Une turbine neuve à la ferraille

La VG et son équipe de limiers se sont particulièrement intéressées à la vente d’une partie des équipements, acquis dans le cadre du projet de réfection.

En novembre 2014, HQ a annoncé qu’une entreprise de recyclage des métaux de la région de la Mauricie a racheté pour 75 000 $ une turbine neuve payée 79 millions $.
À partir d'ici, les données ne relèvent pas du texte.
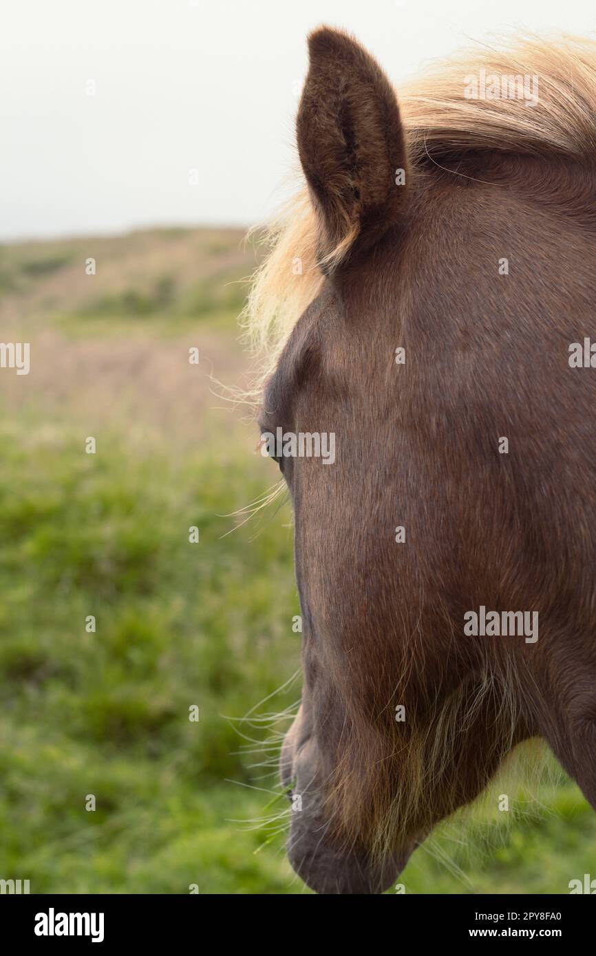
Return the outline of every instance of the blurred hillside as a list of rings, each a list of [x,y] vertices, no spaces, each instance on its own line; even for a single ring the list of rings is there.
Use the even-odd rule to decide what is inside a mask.
[[[275,714],[299,697],[291,514],[242,524],[278,475],[223,387],[248,368],[241,240],[0,247],[2,338],[31,342],[28,376],[0,371],[0,877],[32,892],[304,892],[275,770]],[[577,788],[514,782],[499,814],[499,786],[417,851],[408,892],[594,875]]]

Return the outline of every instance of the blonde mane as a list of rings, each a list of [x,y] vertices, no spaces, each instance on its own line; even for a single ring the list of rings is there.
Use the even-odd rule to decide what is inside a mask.
[[[538,102],[519,98],[466,98],[466,77],[480,71],[538,79]],[[566,34],[526,36],[440,61],[397,91],[410,162],[440,160],[469,150],[500,150],[596,160],[596,41]],[[252,282],[242,325],[261,356],[255,392],[276,366],[288,336],[317,296],[322,276],[317,262],[317,222],[303,185],[264,230],[270,251]],[[332,264],[349,248],[334,250]]]

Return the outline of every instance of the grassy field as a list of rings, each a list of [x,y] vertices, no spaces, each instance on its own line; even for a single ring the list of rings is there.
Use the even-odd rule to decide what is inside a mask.
[[[247,370],[240,238],[0,248],[2,338],[31,342],[30,375],[0,371],[0,878],[33,893],[308,892],[258,743],[299,697],[291,514],[233,514],[277,475],[214,384]],[[414,855],[407,892],[596,876],[577,788],[512,779]]]

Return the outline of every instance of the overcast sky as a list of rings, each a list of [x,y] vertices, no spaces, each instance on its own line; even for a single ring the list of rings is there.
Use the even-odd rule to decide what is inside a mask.
[[[0,11],[2,240],[261,221],[287,189],[305,36],[320,23],[356,33],[396,82],[490,32],[596,29],[593,0],[0,0]]]

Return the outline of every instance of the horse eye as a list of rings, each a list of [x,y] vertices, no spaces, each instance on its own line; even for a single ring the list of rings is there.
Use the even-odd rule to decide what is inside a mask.
[[[263,447],[264,444],[265,444],[265,436],[261,435],[261,437],[259,438],[259,440],[257,442],[257,445],[256,445],[256,447],[255,447],[254,451],[255,452],[260,452],[260,450]],[[271,460],[274,461],[274,462],[276,462],[277,466],[279,467],[279,470],[283,471],[283,458],[278,458],[276,455],[267,455],[266,457],[267,458],[271,458]]]

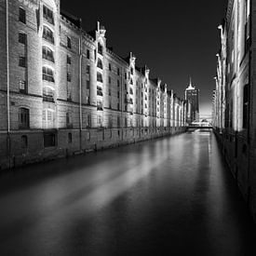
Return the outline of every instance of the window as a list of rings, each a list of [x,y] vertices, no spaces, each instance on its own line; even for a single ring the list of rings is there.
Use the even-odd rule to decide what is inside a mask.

La VG reconnaît que la situation associée au déclassement de Gentilly-2 était exceptionnelle. Autorisées en 2008, les rénovations ont été abandonnées en 2012 après une hausse vertigineuse des coûts. Mais les «décisions importantes qui ont influencé l’issue du processus de vente des équipements neufs de la turbine n’ont pas été documentées», écrit Mme Leclerc.

La turbine était difficile à revendre puisque certaines composantes étaient faites sur mesure, selon le fabricant.

«La vente d’équipements neufs et usagés à des entreprises du secteur nucléaire n’est pas au cœur du savoir-faire de l’entreprise. Nous nous attendions donc à ce que les décisions clés soient bien documentées et assumées par un niveau décisionnel adéquat. Or, certaines décisions importantes ne sont pas documentées et la responsabilité de celles-ci demeure floue», ajoute-t-elle.
Pas d’appel de propositions

Faute d’expression d’intérêt de la part d’acheteurs potentiels, Hydro-Québec n’a pas jugé pertinent de lancer un appel de propositions, comme le prévoyait son processus de vente. La VG estime d’ailleurs que cette liquidation a été faite dans «l’urgence» puisqu’Hydro-Québec a résilié le bail de l’entrepôt où se trouvaient les pièces avant son échéance.

Elle a donc choisi de vendre à un ferrailleur de la Mauricie les turbines et équipements. Or, la direction du matériel a «sous-évalué le poids des équipements à vendre et n’a pas tenu compte des particularités de leur composition pour en estimer la valeur».

La «valeur estimative» de 75 000 $ a été attribuée sans «documentation complète à l’origine de cette évaluation».
Hydro se défend

De son côté, Hydro-Québec estime que «les coûts d’entreposage justifiaient la décision de l’entreprise d’agir le plus rapidement possible». Elle affirme que le coût d’entreposage élevé justifiait une vente rapide à rabais.

«Il est à noter que la valorisation des autres actifs de la centrale s’est traduite par une rentrée de fonds de près de 9 millions $», a-t-elle rétorqué. Elle «adhère» toutefois aux recommandations de la vérificatrice.
Autres pertes d’argent

Ce n’est pas la première fois qu’Hydro se fait prendre à vendre au rabais de l’équipement coûteux. Le Bureau d’enquête avait révélé qu’Hydro-Québec a vendu 24 roulottes pratiquement neuves pour 34 000 $ à un entrepreneur qui les a immédiatement revendues sans modification pour 375 000 $.

«Ce rapport confirme nos craintes. Selon nous, c’est même uniquement la pointe de l’iceberg. La gestion d’Hydro-Québec depuis la fermeture de Gentilly-2 est clairement déficiente et les conclusions du rapport me troublent énormément. L’argent des Québécois ne peut pas continuer à être jeté par les fenêtres ainsi», a dénoncé le député caquiste de Nicolet-Bécancour, Donald Martel.